The Loud Silence Of (White, 2nd Wave) Feminists


So the question persists... where are the voices of the outraged white feminists who were so vocal when Hilary Clinton was dealing with sexism in the campaign, now that Michelle Obama is being targeted? This subject is covered with sharp wit on The Angry Black Woman blog, along with commentary around other racist/sexist attacks black women usually get in the media. I quote:

It’s hard not to notice that there’s not nearly as much commentary about this in the feminist blogosphere as I saw when there were sexist media attacks against Hillary Clinton. Talk about angry black women — what those Fox pseudopundits really ought to be afraid of is angry white women. They’re kickass, man. I mean, there was just so much furor out there — and rightly so — over the sexism heaped upon Clinton. All the big names of feminism and politics — Steinem, Ferraro, Jong, and more. All women who speak softly and carry big no-phallic-pun-intended-sticks. I’m sure these same women are going to come out guns blazing now that Michelle is getting the same ugly treatment. It’s still sexism, right? Even if it’s compounded by racism. Sexism’s still sexism.

Right? Right? So the defense should begin any minute now. Right?


I was also glad to see this subject covered in The Washington Post, where i gleaned some of the title of this post. Mary C. Curtis goes on to say:

I've long been frustrated, as a black woman and a feminist, with our national conversation. I didn't hear the cause speaking up for women of color or for women who have always worked in blue-collar or service jobs. Choice was not their issue.

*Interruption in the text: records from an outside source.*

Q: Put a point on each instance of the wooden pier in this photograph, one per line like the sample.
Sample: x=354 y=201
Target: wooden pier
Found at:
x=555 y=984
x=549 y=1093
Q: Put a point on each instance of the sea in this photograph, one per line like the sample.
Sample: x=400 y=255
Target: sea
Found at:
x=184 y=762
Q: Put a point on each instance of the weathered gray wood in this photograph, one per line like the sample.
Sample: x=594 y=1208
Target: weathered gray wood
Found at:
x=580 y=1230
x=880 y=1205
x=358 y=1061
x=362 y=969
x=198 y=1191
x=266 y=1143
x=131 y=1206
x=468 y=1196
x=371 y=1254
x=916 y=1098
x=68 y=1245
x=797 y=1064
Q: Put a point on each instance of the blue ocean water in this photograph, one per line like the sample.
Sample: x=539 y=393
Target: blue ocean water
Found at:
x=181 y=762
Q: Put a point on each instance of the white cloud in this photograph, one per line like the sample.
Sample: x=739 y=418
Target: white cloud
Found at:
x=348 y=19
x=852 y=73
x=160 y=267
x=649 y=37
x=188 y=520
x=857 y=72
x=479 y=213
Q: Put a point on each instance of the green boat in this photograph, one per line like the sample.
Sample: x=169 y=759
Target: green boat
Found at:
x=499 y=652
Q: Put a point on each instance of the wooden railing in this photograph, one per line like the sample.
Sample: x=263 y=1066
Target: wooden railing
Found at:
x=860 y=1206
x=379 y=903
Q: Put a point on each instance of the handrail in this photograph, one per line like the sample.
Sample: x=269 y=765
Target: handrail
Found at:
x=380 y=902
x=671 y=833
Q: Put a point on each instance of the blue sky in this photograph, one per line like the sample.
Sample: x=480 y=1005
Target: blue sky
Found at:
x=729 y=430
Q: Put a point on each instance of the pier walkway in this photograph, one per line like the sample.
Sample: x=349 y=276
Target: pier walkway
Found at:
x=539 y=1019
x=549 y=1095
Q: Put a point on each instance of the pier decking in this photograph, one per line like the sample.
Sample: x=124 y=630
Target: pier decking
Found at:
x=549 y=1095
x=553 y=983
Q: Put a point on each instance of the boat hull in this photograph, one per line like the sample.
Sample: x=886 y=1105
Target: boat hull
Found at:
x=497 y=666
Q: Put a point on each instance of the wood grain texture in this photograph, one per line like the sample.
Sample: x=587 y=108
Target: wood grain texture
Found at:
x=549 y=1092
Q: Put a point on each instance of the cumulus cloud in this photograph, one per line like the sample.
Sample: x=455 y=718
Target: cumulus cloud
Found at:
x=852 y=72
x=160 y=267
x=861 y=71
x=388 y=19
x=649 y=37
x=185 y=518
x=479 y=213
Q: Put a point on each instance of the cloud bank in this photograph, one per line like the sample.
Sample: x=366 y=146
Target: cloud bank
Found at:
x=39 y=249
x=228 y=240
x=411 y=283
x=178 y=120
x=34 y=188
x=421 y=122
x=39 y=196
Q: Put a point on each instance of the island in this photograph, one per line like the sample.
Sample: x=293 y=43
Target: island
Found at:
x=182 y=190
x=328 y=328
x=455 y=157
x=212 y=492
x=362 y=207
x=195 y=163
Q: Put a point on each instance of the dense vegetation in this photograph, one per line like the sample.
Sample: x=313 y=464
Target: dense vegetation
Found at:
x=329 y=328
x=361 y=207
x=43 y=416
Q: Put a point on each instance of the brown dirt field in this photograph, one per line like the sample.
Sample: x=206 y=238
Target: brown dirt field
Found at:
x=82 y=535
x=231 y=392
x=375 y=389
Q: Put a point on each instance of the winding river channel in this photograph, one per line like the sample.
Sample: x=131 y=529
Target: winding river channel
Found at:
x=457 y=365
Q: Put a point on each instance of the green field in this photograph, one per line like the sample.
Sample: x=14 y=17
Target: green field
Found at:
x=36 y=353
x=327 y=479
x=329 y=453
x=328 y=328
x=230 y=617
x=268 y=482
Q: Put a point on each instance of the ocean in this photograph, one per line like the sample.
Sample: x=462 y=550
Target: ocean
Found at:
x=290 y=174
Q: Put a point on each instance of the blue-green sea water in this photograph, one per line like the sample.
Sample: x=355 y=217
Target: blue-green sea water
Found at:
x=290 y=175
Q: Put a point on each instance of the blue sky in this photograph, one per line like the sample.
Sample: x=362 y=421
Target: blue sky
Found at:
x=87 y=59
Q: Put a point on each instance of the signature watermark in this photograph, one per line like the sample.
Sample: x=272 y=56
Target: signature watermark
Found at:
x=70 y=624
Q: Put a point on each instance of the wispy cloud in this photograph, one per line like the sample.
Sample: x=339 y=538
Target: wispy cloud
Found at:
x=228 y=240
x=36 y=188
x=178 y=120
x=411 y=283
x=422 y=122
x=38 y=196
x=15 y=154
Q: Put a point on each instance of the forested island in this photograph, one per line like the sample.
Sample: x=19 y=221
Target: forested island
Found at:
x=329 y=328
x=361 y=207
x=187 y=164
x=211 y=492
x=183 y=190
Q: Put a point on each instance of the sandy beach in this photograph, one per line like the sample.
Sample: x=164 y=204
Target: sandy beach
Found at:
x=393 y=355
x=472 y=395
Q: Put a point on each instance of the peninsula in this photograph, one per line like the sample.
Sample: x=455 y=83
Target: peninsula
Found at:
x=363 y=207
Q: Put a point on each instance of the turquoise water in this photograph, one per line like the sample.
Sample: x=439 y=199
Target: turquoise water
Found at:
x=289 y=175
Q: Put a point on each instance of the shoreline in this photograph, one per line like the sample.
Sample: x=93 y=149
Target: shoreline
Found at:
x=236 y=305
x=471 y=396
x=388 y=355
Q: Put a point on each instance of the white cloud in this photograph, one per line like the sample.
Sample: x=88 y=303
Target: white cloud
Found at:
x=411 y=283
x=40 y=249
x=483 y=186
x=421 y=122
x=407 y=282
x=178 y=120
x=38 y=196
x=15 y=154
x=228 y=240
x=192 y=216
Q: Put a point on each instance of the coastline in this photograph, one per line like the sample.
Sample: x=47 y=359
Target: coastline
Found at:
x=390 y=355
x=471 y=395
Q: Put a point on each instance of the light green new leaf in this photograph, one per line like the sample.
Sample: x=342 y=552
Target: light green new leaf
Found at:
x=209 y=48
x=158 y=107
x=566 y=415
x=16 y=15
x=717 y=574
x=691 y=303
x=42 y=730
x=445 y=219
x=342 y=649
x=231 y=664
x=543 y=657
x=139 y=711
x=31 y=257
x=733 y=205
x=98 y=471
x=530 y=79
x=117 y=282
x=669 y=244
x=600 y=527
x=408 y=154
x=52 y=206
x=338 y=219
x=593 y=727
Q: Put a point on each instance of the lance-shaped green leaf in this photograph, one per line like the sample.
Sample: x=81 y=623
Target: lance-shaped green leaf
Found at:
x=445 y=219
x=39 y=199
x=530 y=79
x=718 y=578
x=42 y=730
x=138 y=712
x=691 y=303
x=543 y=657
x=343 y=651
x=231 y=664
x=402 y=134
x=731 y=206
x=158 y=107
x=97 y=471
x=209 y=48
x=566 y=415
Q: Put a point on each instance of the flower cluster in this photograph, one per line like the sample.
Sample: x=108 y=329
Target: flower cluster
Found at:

The woman who employed my educated mother to clean her house never quite saw her as a sister in the struggle for equality.

Still, I cheered Steinem when she spoke at my college. Her message could have been more inclusive, but it was a start.

I'd like a little of that solidarity back now, not suspicion because someone of my race defeated someone of our sex.

For me, this is an issue of racism, more than telling pro-Clinton female feminists how to be feminists. And it really glares of racism. Quite shamefully. Sure, people are disappointed about their candidate losing. But in the meantime, the history books/blogs will tell of iconic feminists who relaxed into their whiteness and looked the other way when a prominent, strong black woman was being maligned by sexist and racist attacks. For real.

4 comments:

blackwomenblowthetrumpet.blogspot.com said...

Hey there Richard!

This is an interesting issue....what surprises me is the responses that black women give when asked, "why did you feel white feminists would be allies of black women?" and "how did black feminists VET white feminists before declaring them allies of black women?"

You would be surprised at the responses...

I have written two posts about black women and the vetting process... black women really need to re-examine the process we engage in when giving our loyalty...no...BEFORE giving our loyalty...

Peace, blessings and DUNAMIS!
Lisa

lindabeth said...

you're right, I haven't seen any newspaper coverage of this issue, but several "white" (?) feminist blogs haven covered it including Shakesville, Feministing, and Feministe

Karin said...

I guess we need to just stand up and shout for ourselves and not wait for others to come help us.

richard said...

yes, the subject of "expectations and alliance" has been coming up. and for sure, we need to take care of ourselves. i believe we are, and are just calling attention to the absence of others. i believe its important to document these non-actions, they can be used as examples for young activists NOT to emulate (looking the other way when people you advocate for make certain intersections with oppression such as race, class, gender, sexuality, immigrant status, etc)

i am glad the sites you mentioned are on it lindabeth! i have seen some of their stuff. I am wondering if any of the white progressives are going to approach/write to Stienem, Ferraro, etc tho.